In an Andean basin just south of the equator on the slopes of the Pichincha volcano, Quito is the capital of Ecuador and of the Pichincha province. The political and cultural capital of the country, its old town was made a UNESCO heritage site in 1978.
Quito was originally inhabited by the Quitus. Between 1000–1487 the city was ruled by the Shyris, a mix of Quitus and lowland Cara Indians. After the town was invaded by the Incas in 1487, it became an important Inca city. All traces of Quito’s pre-Colombian culture were eradicated when the warrior Tahuantinsuyo attacked and burned the city. In 1534 a new town laid out in the typical colonial grid plan was created by the conquistador Sebastián de Belalcázar. In 1563 Quito became the seat of government for the Real Audiencia de Quito, part of the Viceroyalty of Peru. Quito attracted many Jesuit, Franciscan and Augustinian missionaries who established strong religious communities. In the mid-sixteenth century, Franciscans founded an art school which inspired the decoration of numerous churches and cathedrals.

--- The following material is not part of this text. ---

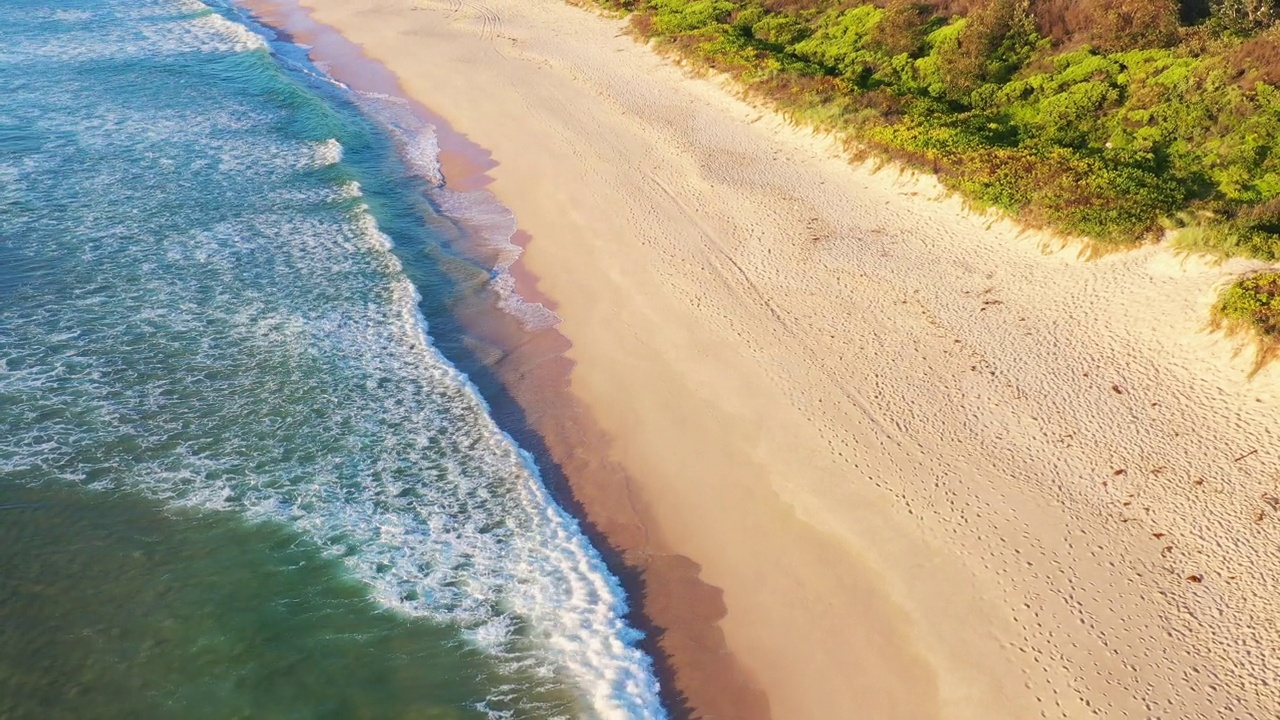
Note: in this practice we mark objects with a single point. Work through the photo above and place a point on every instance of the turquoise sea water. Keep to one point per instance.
(236, 477)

For over three centuries Quito remained a small isolated city, its Andean location providing little attraction for migrants. The first calls for Ecuadorian independence came in the second half of the eighteenth century. They were led by Quito-born physician and writer Eugenio de Santa Cruz y Espejo who voiced revolutionary ideas through satirical writings. After an uprising in Quito in 1809, a declaration making Ecuador the first self-governing region in the Americas was signed in the city’s Monasterio de San Agustín. But this was short lived and the city was soon reclaimed. Independence eventually came in 1822 when Simon Bolivar’s general, Venezuelan revolutionary hero Antonio José de Sucre, took Quito.
In 1908 the Guayaquil–Quito railway was built linking the capital with the country’s second city and beginning an expansion to the north and south which continued throughout the twentieth century. By the end of the twentieth century, Guayaquil had overtaken Quito as Ecuador’s economic centre, although the capital retained its political and cultural influence.
Quito is Ecuador’s second largest city and its main centre of textile production. Other industries include brewing, tanning and flour milling. The city’s universities include the Universidad Central del Ecuador which was founded in 1586. Quito is linked with Peru and Colombia via the Pan-American Highway and its international airport is 10 km north of the centre.
Places of Interest
Quito’s old town is rich in colonial architecture and full of historic churches and cathedrals decorated with wooden sculptures and paintings. With its Baroque altar and ceiling decorated in gold leaf, the Monasterio de San Francisco is the city’s oldest colonial building dating from 1534. In the Plaza de la Independencia next to the presidential palace is the cathedral in which Sucre is buried. Quito’s museums include the Casa de la Cultura Ecuatoriana, which displays a mix of traditional artefacts and contemporary art, the Museo Guayasamín, dedicated to the work of the indigenous painter Oswaldo Guayasamín, and the Museo de Arte y Historia, which shows 16th and seventeenth century colonial art. Sucre’s Quito home is now a museum. 30 km southeast of Quito the Reserva Forestal de Pasochoa rain forest shelters a wide variety of birds and wildlife.